Are capital expenditures allowable under the Provider Relief Fund?

Yes, capital expenditures are allowable under the Provider Relief Fund, if they are related to coronavirus. As the compliance supplement states for 93.498, activities allowed are those that contribute in preventing, preparing for, and responding to coronavirus, including healthcare-related expenses or lost revenue attributable to coronavirus. What is considered unallowable are those expenses that have been reimbursed from other sources or that other sources are obligated to reimburse.

Per the HHS FAQs, expenses for capital equipment and inventory and capital facilities may be fully expensed only in cases where the purchase was directly related to prevent, prepare for and respond to the coronavirus.

What if we incurred some expenses prior to fiscal year 12/31/20 and some after fiscal year 12/31/20?

The PRF funds can be used to cover the expenditures in the year in which they incurred. Therefore, if only a portion of the expenses incurred prior to the end of the fiscal year, those would be the expenditures to include in the first HHS portal submission. The remaining expenditures, if incurred after 12/31/20 year-end, can be reported in the final HHS portal submission due 7/31/21, which includes remaining expenditures between 1/1/21 – 6/30/21. That is because recipients who have not used all the funds by December 31, 2020, have six more months from January 1 – June 30, 2021 to use remaining funds. Healthcare organizations will have to submit a second report before July 31, 2021 on how funds were utilized for that six-month period.

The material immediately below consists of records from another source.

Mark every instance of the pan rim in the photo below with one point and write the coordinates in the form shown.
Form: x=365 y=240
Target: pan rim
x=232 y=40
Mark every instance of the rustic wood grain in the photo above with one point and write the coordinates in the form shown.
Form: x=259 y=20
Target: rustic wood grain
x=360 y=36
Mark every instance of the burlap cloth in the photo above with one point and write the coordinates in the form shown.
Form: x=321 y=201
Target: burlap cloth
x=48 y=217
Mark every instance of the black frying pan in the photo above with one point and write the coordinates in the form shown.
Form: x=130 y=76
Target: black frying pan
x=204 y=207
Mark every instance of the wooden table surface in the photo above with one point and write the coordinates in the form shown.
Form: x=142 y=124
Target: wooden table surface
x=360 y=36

Single Audit Requirements: Pending Items Awaiting Additional Guidance

What pending items related to the Provider Relief Fund are still awaiting further guidance from HHS?

The first item pending additional guidance is related to the delay of the HHS portal opening. HHS had previously communicated the HHS portal for recipient reporting to HHS would be launched 1/15/21. However, while HHS did open the PRF Reporting Portal for registration, the portal is not accepting submissions and there is no estimated date for its opening. This delay means that Single Audits including PRF funding will not be able to be completed yet due to the following: (1) the SEFA reporting is linked to the HHS reporting requirements; and (2) the PRF section of the Supplement requires the auditor to test the HHS reporting.

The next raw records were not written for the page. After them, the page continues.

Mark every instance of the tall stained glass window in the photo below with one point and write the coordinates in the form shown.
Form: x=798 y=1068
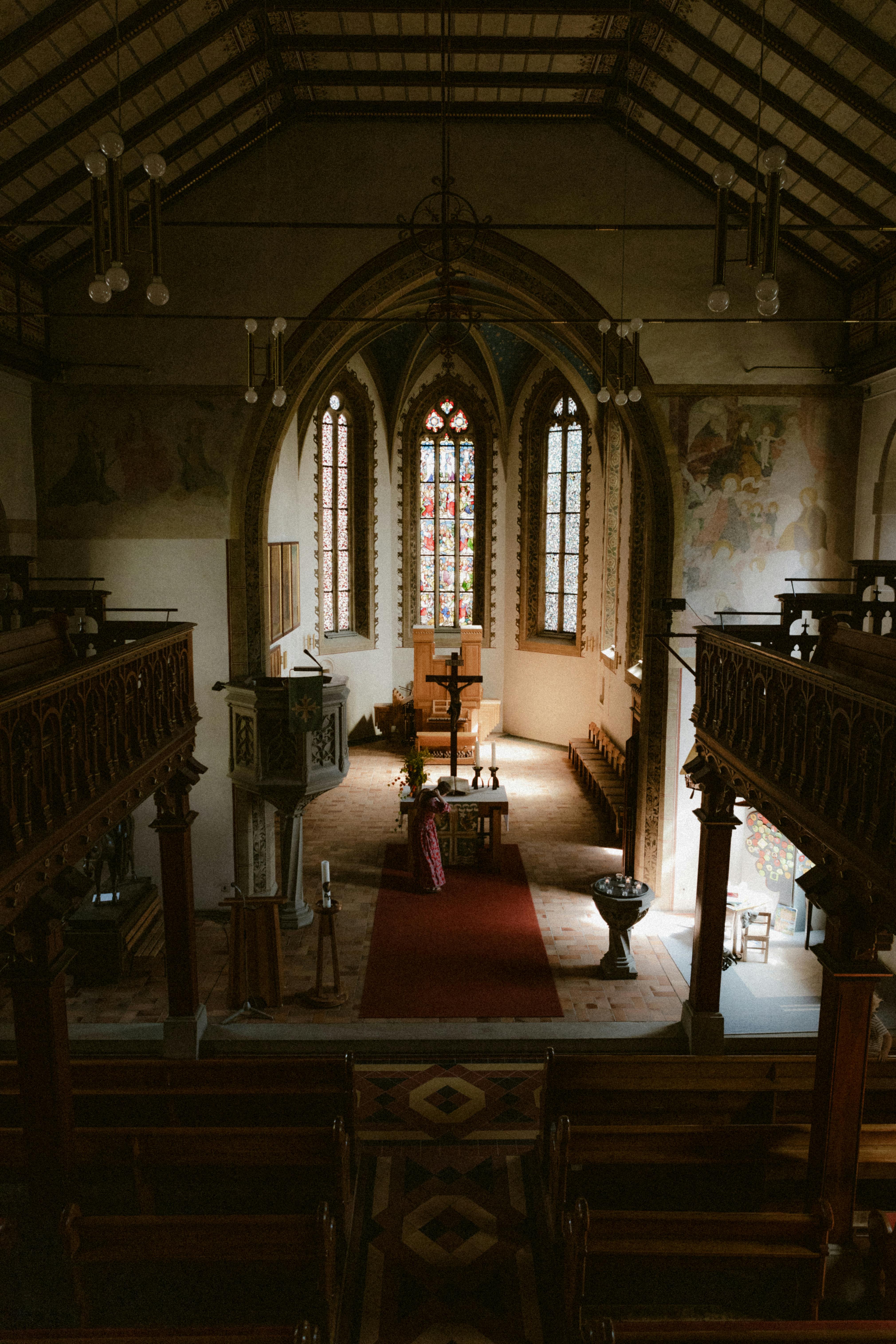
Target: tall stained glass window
x=335 y=552
x=562 y=519
x=448 y=498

Another uncertainty is related to the for-profit guidance. For-profit entities receiving $750,000 or more of these funds during the entity’s fiscal year are subject to audit. Two options for audit are discussed under HHS guidance: (1) A financial related audit of a particular award or multiple HHS programs in accordance with Government Auditing Standards; or (2) A full Single Audit (or program-specific audit). However, the delays in the HHS portal opening and the need for additional guidance on the details of this audit option, has prevented for-profits from beginning these audits.

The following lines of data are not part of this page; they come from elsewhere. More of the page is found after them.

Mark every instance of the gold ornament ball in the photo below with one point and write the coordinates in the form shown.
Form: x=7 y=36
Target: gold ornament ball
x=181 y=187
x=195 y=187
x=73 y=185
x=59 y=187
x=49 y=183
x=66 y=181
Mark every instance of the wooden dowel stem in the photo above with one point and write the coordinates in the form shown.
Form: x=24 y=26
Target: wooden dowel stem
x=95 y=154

Additional guidance is pending in the following areas:

Is HHS requesting the $750,000 threshold that would trigger an audit be based on receipts or expenditures during the period?

If it follows the guidance like the Single Audits explained earlier, it would be expenditures of $750,000 or more. However, the exact language in the FAQs states “annual total awards received are $750,000 or more.”

What will be the appropriate Financial reporting framework?

Cash, modified cash, accrual? We know that if the Single Audit option is selected, then expenditures will mirror the reporting required to be submitted to HHS in the portal, but we are not certain on this Financial Audit under GAGAS.

Are the disclosure requirements the same for a Single Audit and a Financial Audit in accordance with GAGAS?

At this time, it is unclear if the same disclosures required for a Single Audit would be required for a Financial Audit in accordance with GAGAS.

What is the exact timing of expenditures and lost revenues?

There is still uncertainty if the Provider Relief Funds for year-ends June 30, 2020 and September 30, 2020 would have the same treatment as those entities having a Single Audit. Are those PRF expenditures/receipts in year ended June 30, 2020 to be pushed onto the June 30, 2021 audit?

Lastly, the audit deadline is not yet clear on this audit.